Saltatory conduction

can only happen in myelinated axon - the process of skipping through axon by myelination.

Multiple Sclerosis (MS)

de-myelinating autoimmune disease.

- recognizes myelin as thing that should be killed.

- makes antibodies to bind to myelin and immune cells with destroy it.

- exposes parts of axon that should not be exposed.

- messes with the saltatory conduction.

- can occur in different cortexes, resulting in different symptom presentation (e.g. could have vision issues if occurs in occipital lobe)
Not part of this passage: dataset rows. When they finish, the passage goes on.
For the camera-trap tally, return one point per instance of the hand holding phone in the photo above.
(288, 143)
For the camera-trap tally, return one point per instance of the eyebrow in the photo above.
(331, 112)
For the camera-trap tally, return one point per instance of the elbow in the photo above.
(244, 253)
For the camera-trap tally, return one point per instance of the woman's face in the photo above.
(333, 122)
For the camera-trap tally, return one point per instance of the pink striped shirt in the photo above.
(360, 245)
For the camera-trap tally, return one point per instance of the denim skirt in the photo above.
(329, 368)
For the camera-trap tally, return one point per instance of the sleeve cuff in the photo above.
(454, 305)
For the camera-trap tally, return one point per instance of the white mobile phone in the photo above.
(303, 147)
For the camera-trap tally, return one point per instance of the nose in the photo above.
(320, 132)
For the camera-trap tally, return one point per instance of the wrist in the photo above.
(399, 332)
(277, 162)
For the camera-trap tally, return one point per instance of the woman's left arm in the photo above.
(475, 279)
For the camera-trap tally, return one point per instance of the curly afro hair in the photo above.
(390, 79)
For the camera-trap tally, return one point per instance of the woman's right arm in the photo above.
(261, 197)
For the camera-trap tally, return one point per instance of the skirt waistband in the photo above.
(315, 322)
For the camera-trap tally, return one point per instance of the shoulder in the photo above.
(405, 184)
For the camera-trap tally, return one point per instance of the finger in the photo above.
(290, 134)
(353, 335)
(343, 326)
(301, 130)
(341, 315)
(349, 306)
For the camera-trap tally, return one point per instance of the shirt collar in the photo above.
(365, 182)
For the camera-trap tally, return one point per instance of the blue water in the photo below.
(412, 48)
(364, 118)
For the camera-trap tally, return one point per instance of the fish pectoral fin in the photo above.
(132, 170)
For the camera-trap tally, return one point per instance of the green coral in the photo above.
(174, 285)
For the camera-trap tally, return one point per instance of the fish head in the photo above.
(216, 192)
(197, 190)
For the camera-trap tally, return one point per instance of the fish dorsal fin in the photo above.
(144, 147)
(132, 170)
- can recover sometimes if it hasn't harmed cell too much.

Types of Synapses

axodendritic, axosomatic, axoaxonic

Axodendritic

Terminal --> dendrite

Axosomatic

Postsynaptic element is the soma.

Axoaxonic

Presynaptic element is an axon terminal, postsynaptic element is an axon terminal.

Synaptic transmission

Electric signals converted to chemical signals

preloaded with neurons

Voltage-gated Ca2+ (still calcium Ca+)

activated when the sodium (positive) depolarizes the membrane.

*calcium is more concentrated on the outside -> calcium is driven into the cell.

Exocytosis

neurotransmitters are dumped into the synaptic cleft.

- calcium HAS to enter the cell to trigger neurotransmitter release.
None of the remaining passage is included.